In Hastings, the HVAC system is not a comfort feature — it is life-safety equipment. A furnace that fails in a hard Dakota County freeze can mean burst pipes, a flooded basement and an uninhabitable house within hours. Our HVAC inspection looks past the thermostat reading to the things that actually decide whether a system is safe, near the end of its life, or quietly costing you money every month.

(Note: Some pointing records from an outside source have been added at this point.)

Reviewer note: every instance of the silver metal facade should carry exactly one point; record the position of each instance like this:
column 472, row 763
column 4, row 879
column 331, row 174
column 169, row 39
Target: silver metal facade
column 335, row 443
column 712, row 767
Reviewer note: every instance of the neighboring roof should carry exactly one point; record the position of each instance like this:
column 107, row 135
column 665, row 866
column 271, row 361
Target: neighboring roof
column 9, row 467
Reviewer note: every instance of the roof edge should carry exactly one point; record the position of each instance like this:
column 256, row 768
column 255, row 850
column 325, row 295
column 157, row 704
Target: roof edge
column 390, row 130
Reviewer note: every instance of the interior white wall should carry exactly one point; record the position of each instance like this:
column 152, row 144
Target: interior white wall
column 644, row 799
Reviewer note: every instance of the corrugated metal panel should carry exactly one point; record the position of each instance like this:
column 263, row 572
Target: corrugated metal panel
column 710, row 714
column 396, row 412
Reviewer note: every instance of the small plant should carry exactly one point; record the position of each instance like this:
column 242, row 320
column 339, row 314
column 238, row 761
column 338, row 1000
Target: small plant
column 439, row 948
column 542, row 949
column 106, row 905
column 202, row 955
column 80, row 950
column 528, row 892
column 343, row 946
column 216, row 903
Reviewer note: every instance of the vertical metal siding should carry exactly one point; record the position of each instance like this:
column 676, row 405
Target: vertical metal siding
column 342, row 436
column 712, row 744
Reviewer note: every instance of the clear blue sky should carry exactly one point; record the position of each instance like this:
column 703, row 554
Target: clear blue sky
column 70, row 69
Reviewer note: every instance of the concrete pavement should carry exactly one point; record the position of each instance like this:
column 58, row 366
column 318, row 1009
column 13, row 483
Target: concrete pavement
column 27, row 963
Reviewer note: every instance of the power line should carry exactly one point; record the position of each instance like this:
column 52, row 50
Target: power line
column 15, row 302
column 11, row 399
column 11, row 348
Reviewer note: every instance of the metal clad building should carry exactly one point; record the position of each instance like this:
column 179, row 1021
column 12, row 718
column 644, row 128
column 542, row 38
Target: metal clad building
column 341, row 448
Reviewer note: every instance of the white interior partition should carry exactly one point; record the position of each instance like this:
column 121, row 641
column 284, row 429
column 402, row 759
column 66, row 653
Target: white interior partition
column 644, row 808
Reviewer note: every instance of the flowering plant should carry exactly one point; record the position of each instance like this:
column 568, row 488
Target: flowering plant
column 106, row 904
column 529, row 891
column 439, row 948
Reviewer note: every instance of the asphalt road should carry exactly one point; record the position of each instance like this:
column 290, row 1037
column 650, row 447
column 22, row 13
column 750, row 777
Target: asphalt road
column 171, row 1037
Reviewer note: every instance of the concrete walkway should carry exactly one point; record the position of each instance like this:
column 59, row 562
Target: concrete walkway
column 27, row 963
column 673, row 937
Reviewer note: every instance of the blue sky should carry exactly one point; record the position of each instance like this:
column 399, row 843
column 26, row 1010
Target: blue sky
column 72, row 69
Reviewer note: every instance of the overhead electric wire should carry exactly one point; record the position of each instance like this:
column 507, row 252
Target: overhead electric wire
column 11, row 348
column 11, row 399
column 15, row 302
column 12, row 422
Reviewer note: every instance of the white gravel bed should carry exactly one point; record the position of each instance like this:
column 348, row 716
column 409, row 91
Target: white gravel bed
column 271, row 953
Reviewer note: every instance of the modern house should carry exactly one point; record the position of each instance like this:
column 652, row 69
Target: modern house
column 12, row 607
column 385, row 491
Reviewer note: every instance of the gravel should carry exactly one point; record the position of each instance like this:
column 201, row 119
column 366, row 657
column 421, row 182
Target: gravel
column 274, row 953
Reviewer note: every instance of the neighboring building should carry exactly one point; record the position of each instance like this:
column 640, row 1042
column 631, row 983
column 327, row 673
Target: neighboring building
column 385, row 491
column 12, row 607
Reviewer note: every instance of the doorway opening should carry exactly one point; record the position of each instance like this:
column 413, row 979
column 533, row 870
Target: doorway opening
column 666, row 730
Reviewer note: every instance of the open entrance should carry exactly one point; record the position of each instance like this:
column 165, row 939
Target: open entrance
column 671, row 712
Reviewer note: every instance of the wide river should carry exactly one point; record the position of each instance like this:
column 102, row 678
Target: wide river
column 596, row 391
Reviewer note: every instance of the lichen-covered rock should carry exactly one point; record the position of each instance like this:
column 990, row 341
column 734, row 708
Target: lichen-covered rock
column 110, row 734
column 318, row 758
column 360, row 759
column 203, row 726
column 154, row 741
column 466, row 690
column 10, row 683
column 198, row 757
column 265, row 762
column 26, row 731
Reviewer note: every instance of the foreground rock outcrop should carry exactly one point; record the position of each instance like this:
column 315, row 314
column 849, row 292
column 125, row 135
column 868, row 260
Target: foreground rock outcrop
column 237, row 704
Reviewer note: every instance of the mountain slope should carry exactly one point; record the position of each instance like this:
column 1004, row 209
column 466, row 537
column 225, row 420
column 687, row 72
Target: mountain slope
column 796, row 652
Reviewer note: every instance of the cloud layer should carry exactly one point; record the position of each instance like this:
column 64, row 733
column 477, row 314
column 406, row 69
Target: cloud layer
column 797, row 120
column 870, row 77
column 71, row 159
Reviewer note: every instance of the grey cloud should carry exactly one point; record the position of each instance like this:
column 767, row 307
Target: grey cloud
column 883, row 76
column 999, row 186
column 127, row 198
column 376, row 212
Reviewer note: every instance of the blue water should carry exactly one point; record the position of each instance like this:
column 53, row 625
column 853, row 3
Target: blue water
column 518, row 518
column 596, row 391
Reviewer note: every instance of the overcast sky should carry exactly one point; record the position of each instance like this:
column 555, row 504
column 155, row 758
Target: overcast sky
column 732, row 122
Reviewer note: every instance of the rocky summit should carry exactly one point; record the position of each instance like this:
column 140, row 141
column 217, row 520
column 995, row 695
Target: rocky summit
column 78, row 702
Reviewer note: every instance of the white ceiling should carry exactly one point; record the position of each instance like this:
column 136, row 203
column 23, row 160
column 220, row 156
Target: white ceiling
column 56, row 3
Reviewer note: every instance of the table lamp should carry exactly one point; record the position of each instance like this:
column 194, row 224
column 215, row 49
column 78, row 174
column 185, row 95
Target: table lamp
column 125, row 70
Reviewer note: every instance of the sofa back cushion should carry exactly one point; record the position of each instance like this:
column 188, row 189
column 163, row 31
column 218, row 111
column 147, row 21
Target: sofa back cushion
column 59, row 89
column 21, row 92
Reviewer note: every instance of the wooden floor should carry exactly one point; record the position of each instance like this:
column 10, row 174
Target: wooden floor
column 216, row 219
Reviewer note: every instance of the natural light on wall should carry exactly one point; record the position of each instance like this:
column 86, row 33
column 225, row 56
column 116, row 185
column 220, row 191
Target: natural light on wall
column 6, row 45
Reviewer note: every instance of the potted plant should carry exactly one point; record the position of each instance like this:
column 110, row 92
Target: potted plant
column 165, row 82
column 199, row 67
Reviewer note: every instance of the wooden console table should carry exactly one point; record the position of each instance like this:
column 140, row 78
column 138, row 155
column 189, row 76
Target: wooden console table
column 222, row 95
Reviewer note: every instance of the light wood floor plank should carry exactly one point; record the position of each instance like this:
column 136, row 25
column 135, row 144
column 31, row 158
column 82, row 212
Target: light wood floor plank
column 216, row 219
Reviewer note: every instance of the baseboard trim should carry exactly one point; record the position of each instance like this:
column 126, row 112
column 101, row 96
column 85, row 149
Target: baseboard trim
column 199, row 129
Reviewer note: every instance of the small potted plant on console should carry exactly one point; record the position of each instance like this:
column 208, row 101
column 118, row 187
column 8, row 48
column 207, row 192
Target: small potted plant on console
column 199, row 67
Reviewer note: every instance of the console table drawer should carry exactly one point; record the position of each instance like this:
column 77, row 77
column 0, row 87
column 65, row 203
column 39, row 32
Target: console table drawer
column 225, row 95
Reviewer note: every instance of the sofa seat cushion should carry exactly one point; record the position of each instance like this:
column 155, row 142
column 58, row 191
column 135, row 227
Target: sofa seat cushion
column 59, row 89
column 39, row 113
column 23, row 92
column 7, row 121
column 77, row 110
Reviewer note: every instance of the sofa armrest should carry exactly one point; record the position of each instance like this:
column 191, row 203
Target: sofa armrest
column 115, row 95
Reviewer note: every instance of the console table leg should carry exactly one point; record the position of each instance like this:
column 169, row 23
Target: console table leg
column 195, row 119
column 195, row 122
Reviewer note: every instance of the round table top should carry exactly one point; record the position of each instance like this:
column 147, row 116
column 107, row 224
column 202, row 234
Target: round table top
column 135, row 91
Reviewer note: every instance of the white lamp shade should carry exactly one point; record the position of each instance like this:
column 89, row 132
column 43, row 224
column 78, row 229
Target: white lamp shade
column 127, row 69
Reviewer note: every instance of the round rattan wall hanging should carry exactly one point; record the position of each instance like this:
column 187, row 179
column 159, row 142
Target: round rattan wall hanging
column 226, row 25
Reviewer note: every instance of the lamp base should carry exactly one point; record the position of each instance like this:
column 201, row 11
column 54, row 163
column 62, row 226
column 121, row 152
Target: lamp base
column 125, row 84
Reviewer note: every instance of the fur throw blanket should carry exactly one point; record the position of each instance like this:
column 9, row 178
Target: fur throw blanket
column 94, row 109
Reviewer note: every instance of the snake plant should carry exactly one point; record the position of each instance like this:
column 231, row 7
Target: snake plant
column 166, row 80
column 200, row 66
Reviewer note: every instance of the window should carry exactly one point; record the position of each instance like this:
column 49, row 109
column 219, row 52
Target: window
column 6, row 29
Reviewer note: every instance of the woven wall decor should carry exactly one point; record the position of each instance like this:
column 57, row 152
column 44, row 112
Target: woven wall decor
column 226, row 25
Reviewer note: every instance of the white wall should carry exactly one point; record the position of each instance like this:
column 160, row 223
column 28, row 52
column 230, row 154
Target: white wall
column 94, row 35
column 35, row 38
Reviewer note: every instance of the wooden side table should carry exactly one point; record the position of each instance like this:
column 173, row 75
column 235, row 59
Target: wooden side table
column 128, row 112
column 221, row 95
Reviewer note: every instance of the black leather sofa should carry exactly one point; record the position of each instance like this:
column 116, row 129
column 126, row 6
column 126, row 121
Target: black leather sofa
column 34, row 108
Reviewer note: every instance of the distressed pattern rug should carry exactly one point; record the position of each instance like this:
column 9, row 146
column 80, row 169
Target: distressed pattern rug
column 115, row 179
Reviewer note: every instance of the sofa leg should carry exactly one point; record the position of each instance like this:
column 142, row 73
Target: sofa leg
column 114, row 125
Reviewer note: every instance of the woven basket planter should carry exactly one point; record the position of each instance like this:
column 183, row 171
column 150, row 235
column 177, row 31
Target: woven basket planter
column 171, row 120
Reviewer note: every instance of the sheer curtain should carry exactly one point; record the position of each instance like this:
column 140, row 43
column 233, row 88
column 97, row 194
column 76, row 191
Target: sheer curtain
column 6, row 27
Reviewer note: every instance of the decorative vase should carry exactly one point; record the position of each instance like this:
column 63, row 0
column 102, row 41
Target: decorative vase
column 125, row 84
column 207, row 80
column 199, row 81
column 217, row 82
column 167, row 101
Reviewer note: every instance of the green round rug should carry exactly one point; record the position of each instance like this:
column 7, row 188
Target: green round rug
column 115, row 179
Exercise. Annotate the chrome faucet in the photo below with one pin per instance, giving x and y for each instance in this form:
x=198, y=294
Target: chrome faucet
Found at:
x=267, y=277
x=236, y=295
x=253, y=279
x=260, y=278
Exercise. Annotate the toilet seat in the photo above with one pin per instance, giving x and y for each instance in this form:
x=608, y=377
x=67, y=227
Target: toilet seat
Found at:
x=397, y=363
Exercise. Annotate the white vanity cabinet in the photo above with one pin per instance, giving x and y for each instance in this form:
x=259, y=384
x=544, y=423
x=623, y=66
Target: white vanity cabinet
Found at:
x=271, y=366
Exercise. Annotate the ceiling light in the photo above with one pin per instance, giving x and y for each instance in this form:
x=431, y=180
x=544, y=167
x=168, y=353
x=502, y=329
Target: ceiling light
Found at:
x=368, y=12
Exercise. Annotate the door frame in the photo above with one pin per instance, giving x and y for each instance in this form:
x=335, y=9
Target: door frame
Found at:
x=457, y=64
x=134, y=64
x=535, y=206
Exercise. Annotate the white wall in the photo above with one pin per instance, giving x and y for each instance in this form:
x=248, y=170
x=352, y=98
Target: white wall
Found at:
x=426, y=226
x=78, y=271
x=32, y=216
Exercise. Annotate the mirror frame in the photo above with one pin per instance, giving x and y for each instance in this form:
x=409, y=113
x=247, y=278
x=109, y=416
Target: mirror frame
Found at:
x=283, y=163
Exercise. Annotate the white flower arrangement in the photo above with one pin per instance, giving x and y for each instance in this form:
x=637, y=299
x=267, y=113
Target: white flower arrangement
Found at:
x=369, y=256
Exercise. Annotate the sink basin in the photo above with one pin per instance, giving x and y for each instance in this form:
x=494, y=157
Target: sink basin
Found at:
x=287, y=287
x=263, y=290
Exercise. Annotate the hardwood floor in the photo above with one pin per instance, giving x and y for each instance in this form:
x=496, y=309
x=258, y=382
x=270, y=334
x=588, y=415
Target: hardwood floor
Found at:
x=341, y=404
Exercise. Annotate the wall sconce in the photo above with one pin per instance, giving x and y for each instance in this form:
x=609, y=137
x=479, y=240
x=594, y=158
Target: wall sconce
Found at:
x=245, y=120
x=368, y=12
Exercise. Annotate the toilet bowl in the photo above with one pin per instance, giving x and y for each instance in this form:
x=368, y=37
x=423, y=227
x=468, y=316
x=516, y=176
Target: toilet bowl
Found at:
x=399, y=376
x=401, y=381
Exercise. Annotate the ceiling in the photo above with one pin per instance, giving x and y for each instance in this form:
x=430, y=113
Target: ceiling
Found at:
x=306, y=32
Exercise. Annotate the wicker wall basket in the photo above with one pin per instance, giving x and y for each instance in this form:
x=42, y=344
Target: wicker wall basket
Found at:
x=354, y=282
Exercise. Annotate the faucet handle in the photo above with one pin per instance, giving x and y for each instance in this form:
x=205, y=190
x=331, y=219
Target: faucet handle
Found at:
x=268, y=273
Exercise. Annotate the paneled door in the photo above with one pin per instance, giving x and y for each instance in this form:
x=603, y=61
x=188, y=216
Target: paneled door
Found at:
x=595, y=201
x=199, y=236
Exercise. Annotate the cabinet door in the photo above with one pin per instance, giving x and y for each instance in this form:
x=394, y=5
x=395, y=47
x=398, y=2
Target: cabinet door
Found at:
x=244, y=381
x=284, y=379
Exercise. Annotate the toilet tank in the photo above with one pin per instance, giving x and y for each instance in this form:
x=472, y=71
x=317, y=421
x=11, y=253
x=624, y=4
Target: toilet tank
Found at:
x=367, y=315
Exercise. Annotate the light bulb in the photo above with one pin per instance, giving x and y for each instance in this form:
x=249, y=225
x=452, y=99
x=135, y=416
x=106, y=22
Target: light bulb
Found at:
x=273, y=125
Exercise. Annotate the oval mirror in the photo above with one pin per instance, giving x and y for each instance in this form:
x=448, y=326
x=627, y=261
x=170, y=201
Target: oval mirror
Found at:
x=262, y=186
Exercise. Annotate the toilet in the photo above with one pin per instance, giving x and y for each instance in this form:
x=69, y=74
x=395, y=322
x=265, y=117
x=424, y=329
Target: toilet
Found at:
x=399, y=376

We evaluate the heating and cooling equipment as the buyer's advocate, following the InterNACHI Standards of Practice. We confirm the furnace responds to a call for heat and runs through a full cycle, then examine it the way a service technician would: data-plate age, combustion venting, gas connections, the condition of the burners and the visible portions of the heat exchanger. Where access allows, we use thermal imaging to read heat patterns across registers and duct runs — a quick, non-invasive way to surface a leaking duct or a room that will never warm up. Everything we find lands in a clear report, delivered within 24 hours, with photos and plain-language priorities.

What we check.
From the furnace cabinet to the farthest supply register, we document the whole system and flag what matters before it becomes your problem.
- Furnace age, model and remaining service life from the data plate
- Operation through a full heating cycle and response at the thermostat
- Visible heat-exchanger condition, burners and flame characteristics
- Combustion venting, draft and condensate handling on high-efficiency units
- Gas connections, shutoff and signs of corrosion or improper repair
- A/C condenser age, refrigerant lines and function (weather permitting)
- Ductwork layout, visible leaks, disconnects and insulation
- Filter condition, return-air setup and overall airflow balance
Old furnaces, hard winters, real stakes.
Hastings runs deep on housing stock — the bluffs above the Mississippi and the streets behind downtown hold homes that have already cycled through two or three heating systems. We routinely meet 20- and 25-year-old furnaces still limping along, well past the point where a cracked heat exchanger becomes a genuine carbon-monoxide concern. Age alone doesn't condemn a unit, but it changes the math on your offer: a furnace at the end of its life is a near-term replacement you should be budgeting for, not discovering in February.
Cooling matters too. When the equipment is testable, we run the A/C and check the condenser, but Minnesota weather sets the rules — operating a compressor below roughly 60°F can damage it, so in cold months we inspect what we safely can and note the limitation honestly rather than risk the equipment. Ductwork is the quiet culprit behind many "this room is always cold" complaints we hear in both older Hastings homes and newer subdivisions: a single disconnected run in a joist bay can starve a bedroom for years.
Because furnace and water-heater issues so often share a flue and a mechanical room, an HVAC review pairs naturally with our broader buyer's inspection, and combustion-air and venting concerns frequently overlap with what we find on a radon test in this Zone 1 county. We connect those dots for you instead of leaving them in separate silos.